In a late Monday announcement, WeWork said it entered into a restructuring support agreement with the majority of its stakeholders to "drastically reduce" the company's debt while further evaluating WeWork's commercial office lease portfolio.
This agreement is expected to erase about $3 billion US of WeWork's debt, CEO David Tolley told The Associated Press.
WeWork is also requesting the ability to reject the leases for some of its locations, which the company says are largely non-operational, as part of the filing. More than 70 leases will be rejected right at the beginning of the process, according to Monday's filing. WeWork says all affected members have received advanced notice.
How many WeWork locations will remain operational going forward is not known. Tolley said Tuesday he expects WeWork to exit additional locations as talks continue with landlords, but hopes to leave as few as possible.
Lease liabilities, which currently account for about two-thirds of WeWork's operating costs, "continues to be the company's primary challenge," Tolley said, pointing to the need of establishing "a more efficient footprint."
Filings show the company is looking to get out of two leases in Toronto, two in Vancouver, and one in Burnaby, B.C., as part of its efforts to improve its balance sheet.
The five Canadian locations make up a small portion of the 69 total leases it sought permission to leave early, with most in New York.
The spectre of bankruptcy has hovered over WeWork for some time. In August, the New York company sounded the alarm over its ability to remain in business. But cracks had begun to emerge several years ago, not long after the company was valued as high as $47 billion US.
WeWork is paying the price for aggressive expansion in its early years. The company went public in October 2021 after its first attempt to do so two years earlier collapsed spectacularly. The debacle led to the ouster of founder and CEO Adam Neumann, whose erratic behaviour and exorbitant spending spooked early investors.
Japan's SoftBank stepped in to keep WeWork afloat, acquiring majority control over the company. WeWork shareholders are largely wiped out though SoftBank, which owns nearly 80 per cent of the equity distributed in the company and is likely still in negotiations after losing billions of dollars.

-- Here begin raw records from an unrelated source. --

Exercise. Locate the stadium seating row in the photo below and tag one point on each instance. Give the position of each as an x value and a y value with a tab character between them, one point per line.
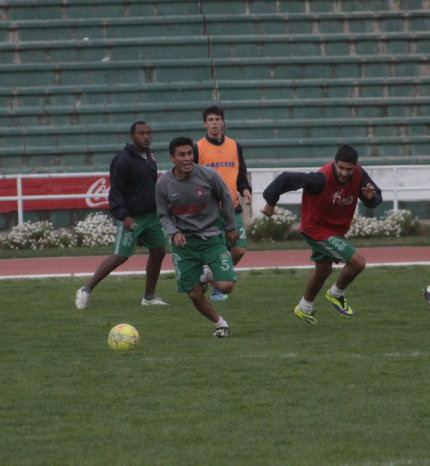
219	90
341	108
276	152
269	128
31	9
296	78
204	69
226	46
214	25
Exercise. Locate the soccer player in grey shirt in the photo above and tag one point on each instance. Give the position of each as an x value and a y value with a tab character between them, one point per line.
189	200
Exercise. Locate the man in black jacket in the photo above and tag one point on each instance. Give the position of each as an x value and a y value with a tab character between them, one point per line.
133	175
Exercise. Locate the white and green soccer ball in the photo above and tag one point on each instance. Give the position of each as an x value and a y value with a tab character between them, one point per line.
123	337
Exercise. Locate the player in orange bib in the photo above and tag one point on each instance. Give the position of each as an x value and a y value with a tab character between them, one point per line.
225	155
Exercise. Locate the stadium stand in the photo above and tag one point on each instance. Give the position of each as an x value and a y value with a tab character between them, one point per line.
297	78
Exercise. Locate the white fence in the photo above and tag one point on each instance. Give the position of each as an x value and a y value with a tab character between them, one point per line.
397	182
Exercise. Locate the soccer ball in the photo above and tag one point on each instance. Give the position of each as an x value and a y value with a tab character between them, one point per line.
123	337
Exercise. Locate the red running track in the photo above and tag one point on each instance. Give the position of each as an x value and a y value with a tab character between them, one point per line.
81	266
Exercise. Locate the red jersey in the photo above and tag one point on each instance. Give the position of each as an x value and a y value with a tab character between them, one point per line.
330	213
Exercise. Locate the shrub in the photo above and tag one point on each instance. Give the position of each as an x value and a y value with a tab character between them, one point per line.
37	235
273	228
394	223
98	229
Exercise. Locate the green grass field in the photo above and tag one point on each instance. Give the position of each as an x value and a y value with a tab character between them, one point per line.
278	392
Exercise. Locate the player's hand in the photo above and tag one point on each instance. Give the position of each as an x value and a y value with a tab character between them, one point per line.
368	191
179	240
128	223
231	237
268	210
247	196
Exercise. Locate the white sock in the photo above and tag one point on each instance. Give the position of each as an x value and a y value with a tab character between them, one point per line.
336	292
221	323
306	306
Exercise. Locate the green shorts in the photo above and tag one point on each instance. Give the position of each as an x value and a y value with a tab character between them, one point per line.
333	249
148	232
241	241
189	261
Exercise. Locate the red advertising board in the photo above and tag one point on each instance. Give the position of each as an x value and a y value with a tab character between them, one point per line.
95	186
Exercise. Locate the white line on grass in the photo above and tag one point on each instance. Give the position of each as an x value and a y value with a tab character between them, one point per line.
238	269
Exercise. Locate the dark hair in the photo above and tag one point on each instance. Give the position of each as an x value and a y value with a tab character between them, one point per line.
213	110
346	153
133	126
180	141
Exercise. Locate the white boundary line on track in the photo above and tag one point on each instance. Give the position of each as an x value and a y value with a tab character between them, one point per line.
239	269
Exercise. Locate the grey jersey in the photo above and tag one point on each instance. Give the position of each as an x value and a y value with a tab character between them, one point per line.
192	206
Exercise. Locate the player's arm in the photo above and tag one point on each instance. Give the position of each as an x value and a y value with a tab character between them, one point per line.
227	208
243	186
195	153
166	218
118	176
313	182
370	194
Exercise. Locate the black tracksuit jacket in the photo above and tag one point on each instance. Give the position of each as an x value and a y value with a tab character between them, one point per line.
132	183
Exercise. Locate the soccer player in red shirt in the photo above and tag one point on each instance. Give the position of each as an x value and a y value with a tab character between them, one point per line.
329	200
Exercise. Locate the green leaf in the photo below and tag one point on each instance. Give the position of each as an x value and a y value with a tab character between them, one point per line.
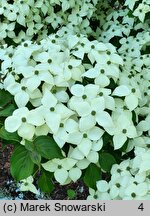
106	161
71	193
35	157
45	183
29	145
5	97
92	175
7	111
47	147
9	136
21	164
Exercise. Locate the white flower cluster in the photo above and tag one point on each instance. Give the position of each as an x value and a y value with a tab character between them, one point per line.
129	180
78	82
45	75
30	19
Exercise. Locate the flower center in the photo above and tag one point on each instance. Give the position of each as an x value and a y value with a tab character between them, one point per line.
93	113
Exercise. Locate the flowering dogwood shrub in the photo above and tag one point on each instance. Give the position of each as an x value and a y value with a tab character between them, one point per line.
75	94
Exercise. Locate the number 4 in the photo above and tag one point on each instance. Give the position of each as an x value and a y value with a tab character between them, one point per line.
141	207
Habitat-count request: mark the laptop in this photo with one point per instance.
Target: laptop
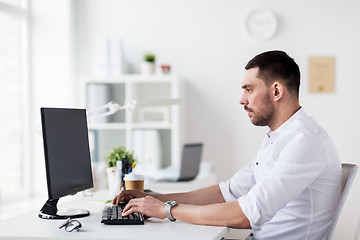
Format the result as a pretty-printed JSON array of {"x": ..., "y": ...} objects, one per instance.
[{"x": 188, "y": 169}]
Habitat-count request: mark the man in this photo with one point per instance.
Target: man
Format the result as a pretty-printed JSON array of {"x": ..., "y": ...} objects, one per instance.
[{"x": 291, "y": 188}]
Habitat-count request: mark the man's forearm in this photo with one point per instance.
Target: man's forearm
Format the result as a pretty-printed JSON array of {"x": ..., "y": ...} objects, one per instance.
[
  {"x": 227, "y": 214},
  {"x": 203, "y": 196}
]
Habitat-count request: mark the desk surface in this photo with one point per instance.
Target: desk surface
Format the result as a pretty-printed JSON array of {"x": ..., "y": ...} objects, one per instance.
[{"x": 30, "y": 226}]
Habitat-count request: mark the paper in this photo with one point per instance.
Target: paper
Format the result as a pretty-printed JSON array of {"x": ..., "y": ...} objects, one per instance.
[{"x": 321, "y": 74}]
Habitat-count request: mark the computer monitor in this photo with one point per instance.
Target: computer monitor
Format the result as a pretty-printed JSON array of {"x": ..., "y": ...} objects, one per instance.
[{"x": 67, "y": 158}]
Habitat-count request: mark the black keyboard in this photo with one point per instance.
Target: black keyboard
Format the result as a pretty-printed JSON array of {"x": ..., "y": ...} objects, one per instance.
[{"x": 112, "y": 215}]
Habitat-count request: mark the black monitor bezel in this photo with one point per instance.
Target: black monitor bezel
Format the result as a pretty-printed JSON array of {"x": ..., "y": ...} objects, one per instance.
[{"x": 56, "y": 195}]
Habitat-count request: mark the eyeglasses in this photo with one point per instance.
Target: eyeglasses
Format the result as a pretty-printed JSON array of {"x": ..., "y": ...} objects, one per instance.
[{"x": 71, "y": 225}]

In a prepared statement Monday ahead of WeWork's official announcement, Neumann called the bankruptcy filing disappointing and said it's been challenging for him "to watch from the sidelines since 2019 as WeWork has failed to take advantage of a product that is more relevant today than ever before."
He believes a strong reorganization could allow WeWork to emerge successfully.
Despite efforts to turn the company around since Neumann's departure — including significant cuts to operating costs and rising revenue — WeWork has struggled in a commercial real estate market rocked by the rising cost of borrowing money, as well as a shifting dynamic for millions of workers now checking into their offices remotely.